The ABC of Church Planting
Sometime ago I wrote an article about the 3 “f’s” of my church planting journey fear, finances and failure. Since then nothing much has changed. Those three things are still there but I thought it was time I did a follow-up – this time about the ABC’s of Church planting from the perspective of someone like me… overworked, overstressed, overweight, underpaid, underachieving, undertheweather!
One of the things I remember vividly about church in my younger days was the complete lack of excitement. People just gathered, sang a few songs which were unlike any of the songs I heard on the radio, rehashed the same long list of prayer requests week in week out… you know, ‘Thelma is in hospital again (because God didn’t know that) please look after her and heal her gallbladder”… Thelma must have had the most prayed for gallbladder in history. Then we would all listen to Rev Lovejoy for the next 45 minutes… It was anything but exciting! Action and excitment were a foreign concept to that local church… we had become so accustomed to this sort of thing that when something extraordinary did happen we all missed it!
Our ‘spidey senses’, as spiderman would say, were not intune to it.
Who can recall the 3 hymn sandwich? 2 hymns then the minister got up and spoke and then came the final hymn.
I recall one sunny, cool spring sunday a man died right in the middle of the second hymn. He just slid down and dropped dead!
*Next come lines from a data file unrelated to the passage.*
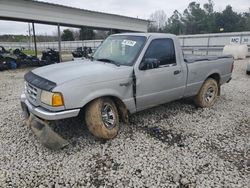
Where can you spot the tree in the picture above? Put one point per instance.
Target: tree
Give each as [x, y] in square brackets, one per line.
[87, 34]
[194, 19]
[158, 21]
[174, 24]
[229, 20]
[67, 35]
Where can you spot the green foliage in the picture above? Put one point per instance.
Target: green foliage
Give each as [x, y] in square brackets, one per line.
[197, 19]
[67, 35]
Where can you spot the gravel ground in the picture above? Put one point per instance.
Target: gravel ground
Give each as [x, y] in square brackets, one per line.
[173, 145]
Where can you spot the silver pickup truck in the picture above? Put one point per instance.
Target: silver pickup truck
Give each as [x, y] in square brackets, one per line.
[127, 73]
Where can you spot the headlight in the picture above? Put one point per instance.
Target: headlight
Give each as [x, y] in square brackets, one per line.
[52, 99]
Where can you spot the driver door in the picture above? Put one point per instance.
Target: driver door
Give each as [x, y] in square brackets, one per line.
[162, 83]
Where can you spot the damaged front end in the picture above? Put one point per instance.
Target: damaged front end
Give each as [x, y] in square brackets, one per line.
[46, 135]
The leader just kept on singing… The minister just got up and spoke, and as he spoke the ambulance crew sneaked in and took him away. Nothing was said, nothing changed. I still don’t know who that man was to this day!
My church planting experience is so far removed from this early taste of local church it staggers me. I haven’t had anyone die in the middle of our gatherings (for which I’m very grateful). I haven’t found myself daydreaming from sheer boredom. It seems as though everything is action action action. It’s important to say I’m not just talking about the regular Sunday meeting here. I’m talking about the whole experience of being a christian and the natural gathering of believers.
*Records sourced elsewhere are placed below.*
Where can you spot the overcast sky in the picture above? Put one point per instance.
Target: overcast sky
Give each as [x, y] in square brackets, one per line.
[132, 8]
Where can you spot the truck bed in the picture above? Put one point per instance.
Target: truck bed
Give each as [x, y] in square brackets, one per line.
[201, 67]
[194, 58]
Everything now just seems so fluid.
Like this week for instance it’s Saturday morning and I’ve only now started to think I have better do something for Sunday. I now have a bit of an inverted approach to Sunday. In the past (BCP – before Church Planting) the Sunday was everything, but when Sunday came it was nothing.
Now Sunday has to compete with so much action, so many life-giving opportunities, so many inspiring and inspired moments during the week, that a non-action filled Sunday is a good thing.
I never thought I would be involved in a church that road races motorcycles… where we would create ‘low rider’ push bikes… watch UFC together… make steam powered toy boats to give away… experiment with jam jar rockets for youth group… eat chicken vindaloo til our eyes water… go camping on the Mary river. (Note to readers: camping, in particular, was something I never thought I’d do. 4 stars is more my style. Me and slithery critters do not get on. Actually, me and
most all non-domesticated critters do not get on.)
My life has been turned upside down and inside out! Inverted.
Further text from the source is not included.